Background/Aims: The transmission rate of air-borne infectious diseases may vary secondary to climate conditions. The study assessed time trends in the seasonality of hospitalized varicella cases in a temperate region in relation to climatic parameters prior to the implementation of universal varicella immunization. Methods: A retrospective descriptive study was conducted among all pediatric and adolescent varicella patients (n = 2366) hospitalized at the "Aghia Sophia" Children's Hospital during 1982-2003 in Athens, Greece. Date of infection was computed based on hospital admission date. Seasonal and monthly trends in the epidemiology of varicella infection were assessed with time series analysis (ARIMA modeling procedure). The correlation between the frequency of varicella patients and the meteorological parameters was examined by the application of Generalized Linear Models with Gamma distribution. Results: During 1982-2003, the occurrence of hospitalized varicella cases increased during summer (p = 0.025) and decreased during autumn (p = 0.021), and particularly in September (p = 0.003).
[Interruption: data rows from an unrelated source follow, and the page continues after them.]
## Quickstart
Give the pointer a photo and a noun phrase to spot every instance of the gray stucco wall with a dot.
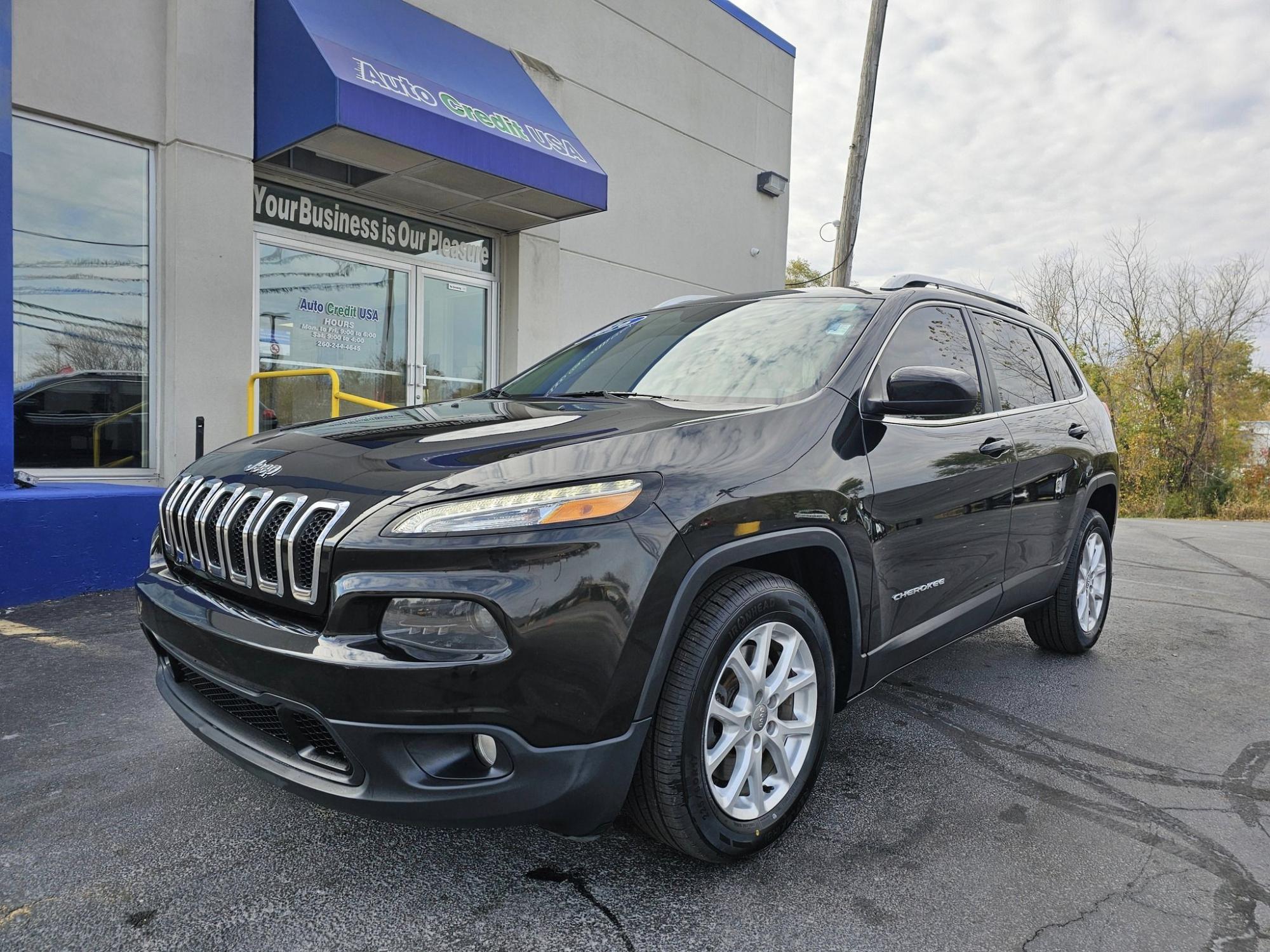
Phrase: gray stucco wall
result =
(683, 106)
(681, 103)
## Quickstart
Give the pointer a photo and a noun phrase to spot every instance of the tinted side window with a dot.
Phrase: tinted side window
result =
(928, 337)
(1017, 364)
(1065, 375)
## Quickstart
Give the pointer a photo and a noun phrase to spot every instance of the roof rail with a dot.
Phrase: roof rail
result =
(918, 281)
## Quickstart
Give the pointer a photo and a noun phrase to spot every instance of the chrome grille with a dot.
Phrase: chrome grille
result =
(267, 539)
(248, 536)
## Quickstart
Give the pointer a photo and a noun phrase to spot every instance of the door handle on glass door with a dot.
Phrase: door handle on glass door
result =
(995, 447)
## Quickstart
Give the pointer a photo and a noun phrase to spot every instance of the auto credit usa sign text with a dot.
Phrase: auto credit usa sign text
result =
(335, 218)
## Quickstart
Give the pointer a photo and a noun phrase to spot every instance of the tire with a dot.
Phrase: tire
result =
(1057, 625)
(672, 798)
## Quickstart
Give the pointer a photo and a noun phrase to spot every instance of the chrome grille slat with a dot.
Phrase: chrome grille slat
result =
(168, 507)
(269, 530)
(199, 501)
(252, 538)
(180, 525)
(237, 535)
(309, 593)
(209, 535)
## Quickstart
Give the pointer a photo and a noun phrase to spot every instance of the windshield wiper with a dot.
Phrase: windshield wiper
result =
(610, 394)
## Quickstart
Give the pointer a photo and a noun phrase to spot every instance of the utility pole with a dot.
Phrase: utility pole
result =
(850, 219)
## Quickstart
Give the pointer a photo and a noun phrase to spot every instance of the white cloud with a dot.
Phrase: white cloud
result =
(1005, 130)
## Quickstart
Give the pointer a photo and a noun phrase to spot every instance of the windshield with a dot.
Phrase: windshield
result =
(752, 352)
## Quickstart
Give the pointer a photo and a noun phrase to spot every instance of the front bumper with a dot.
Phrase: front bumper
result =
(570, 790)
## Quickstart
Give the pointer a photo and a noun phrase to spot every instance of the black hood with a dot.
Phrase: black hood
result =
(479, 445)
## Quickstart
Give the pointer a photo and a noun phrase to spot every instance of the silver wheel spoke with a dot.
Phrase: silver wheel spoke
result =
(721, 751)
(728, 715)
(783, 668)
(784, 769)
(756, 781)
(801, 682)
(727, 797)
(763, 648)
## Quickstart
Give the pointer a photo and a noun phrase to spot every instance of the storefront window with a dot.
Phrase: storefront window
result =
(454, 340)
(82, 299)
(322, 312)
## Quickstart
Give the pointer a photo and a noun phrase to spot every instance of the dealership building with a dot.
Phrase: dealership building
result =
(406, 201)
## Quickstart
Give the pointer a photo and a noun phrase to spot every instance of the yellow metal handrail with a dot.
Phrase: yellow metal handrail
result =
(336, 393)
(97, 435)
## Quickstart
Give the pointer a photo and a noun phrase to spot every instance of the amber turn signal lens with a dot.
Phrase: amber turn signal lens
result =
(592, 508)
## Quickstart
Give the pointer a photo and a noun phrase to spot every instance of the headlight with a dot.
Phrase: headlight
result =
(512, 511)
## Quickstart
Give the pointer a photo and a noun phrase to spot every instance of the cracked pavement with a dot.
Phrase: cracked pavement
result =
(989, 798)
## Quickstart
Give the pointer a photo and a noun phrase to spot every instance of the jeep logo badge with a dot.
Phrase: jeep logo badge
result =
(264, 469)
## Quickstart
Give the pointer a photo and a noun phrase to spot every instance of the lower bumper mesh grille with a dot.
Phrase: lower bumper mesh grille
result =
(304, 734)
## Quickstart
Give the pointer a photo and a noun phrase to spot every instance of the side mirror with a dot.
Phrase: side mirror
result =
(928, 392)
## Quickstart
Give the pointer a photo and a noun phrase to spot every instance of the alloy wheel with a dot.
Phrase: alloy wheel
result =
(761, 720)
(1092, 583)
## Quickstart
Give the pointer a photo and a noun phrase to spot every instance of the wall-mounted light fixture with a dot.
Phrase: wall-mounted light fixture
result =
(773, 185)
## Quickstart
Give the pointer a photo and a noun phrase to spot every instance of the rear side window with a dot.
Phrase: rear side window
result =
(928, 337)
(1066, 378)
(1017, 364)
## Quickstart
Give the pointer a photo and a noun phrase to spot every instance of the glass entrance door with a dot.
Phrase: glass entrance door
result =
(453, 343)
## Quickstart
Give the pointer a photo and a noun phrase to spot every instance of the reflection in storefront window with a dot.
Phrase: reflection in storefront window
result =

The frequency of hospitalized varicella cases was inversely associated with air temperature (p<0.001). In contrast, the occurrence of hospitalized varicella cases was positively associated with wind speed (p = 0.009). Conclusions: Pediatric hospitalizations for varicella infection rates have increased during summer and decreased during autumn in the examined temperate region. Time trends in hospitalized varicella cases are associated with climatic variables.